Halloway noticed that Olds had found a second calculator. The two instruments lay side by side on the floor, the fragments of an extended private dialogue flicking to and fro under the Negro’s fingers. For the first time Halloway felt impatient.
‘Olds — do you want flying lessons or not? If you can’t help me I’ll find someone else.’ Enjoying his aggressive manner, he added, ‘Old Buckmaster will know someone.’
I’ll help you, Halloway.
For one flying lesson.
So Olds joined Halloway in his grand design. While Halloway drove over to the airport to collect the generators stored in the basement of the car park, Olds worked away at the apartment block, repairing the elevator and airconditioning units. With almost magical ease he moved around the building, opening fuse-boxes, trailing cable from a second generator to the motors in the elevator head. When Halloway returned he found Olds serenely raising the elevator like a moody but elegant trapeze artist.

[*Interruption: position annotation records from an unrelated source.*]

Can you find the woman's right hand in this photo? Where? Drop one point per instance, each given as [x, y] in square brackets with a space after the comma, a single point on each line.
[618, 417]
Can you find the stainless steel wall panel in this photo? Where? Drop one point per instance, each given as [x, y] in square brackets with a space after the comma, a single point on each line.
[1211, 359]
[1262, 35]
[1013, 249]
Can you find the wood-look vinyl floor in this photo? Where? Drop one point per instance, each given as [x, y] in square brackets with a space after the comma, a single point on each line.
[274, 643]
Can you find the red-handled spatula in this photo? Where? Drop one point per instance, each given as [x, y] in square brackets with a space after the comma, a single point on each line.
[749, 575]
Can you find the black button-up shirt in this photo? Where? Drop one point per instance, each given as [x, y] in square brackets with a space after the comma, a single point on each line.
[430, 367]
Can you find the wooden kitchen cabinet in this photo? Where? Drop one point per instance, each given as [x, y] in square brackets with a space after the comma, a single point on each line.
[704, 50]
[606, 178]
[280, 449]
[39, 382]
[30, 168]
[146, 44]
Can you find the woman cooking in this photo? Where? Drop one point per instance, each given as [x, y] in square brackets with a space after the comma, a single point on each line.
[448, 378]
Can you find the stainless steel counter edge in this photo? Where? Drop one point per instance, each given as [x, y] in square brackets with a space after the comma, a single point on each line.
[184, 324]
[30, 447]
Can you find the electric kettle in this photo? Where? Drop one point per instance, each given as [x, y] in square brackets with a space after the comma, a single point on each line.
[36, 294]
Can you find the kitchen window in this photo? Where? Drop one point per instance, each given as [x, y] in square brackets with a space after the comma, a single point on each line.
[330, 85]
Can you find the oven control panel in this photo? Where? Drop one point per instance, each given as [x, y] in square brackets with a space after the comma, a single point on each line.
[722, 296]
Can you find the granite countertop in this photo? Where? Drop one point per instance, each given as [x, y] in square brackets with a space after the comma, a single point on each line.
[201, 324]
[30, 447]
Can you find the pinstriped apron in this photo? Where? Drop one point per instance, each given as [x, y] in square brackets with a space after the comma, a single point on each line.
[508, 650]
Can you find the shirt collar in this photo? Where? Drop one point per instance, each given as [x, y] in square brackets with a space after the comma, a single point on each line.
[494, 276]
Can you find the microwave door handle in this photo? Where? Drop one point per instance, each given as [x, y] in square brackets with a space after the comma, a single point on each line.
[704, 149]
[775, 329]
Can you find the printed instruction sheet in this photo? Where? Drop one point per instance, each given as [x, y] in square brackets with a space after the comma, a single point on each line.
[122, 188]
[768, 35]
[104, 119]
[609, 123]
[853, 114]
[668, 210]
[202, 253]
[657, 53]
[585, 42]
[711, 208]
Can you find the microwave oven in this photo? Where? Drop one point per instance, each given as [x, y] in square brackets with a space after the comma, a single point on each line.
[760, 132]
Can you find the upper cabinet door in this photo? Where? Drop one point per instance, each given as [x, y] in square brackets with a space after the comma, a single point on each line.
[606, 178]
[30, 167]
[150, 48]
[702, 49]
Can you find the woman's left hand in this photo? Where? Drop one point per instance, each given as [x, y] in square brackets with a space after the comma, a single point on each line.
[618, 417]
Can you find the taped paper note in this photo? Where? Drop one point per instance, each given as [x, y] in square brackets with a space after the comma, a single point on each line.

‘Olds — it’s unbelievable…’ Halloway congratulated him, careful to add, ‘Wait until you repair the jet planes at the airport.’
Olds shook his head, watching Halloway reflectively, not taken in by him for a moment.
A little too much — even for me.
‘Nothing is — now, we’ll help Mr Buckmaster.’
Leaving a dozen stereograms to blare their music into the empty streets, Halloway and Olds set off for the mausoleum. Buckrnaster was resting in his bedroom. Flattered by Halloway’s concern, he watched with approval from his balcony as Olds manhandled a generator into the lobby and ran the cables up to his suite.
From the breakdown truck Halloway unloaded a battery of six arc-lights he had removed from the faade of the airport terminal building.
‘We’ll set them up around the square, sir,’ Halloway explained. ‘At night you’ll be able to see the whole monument floodlit.’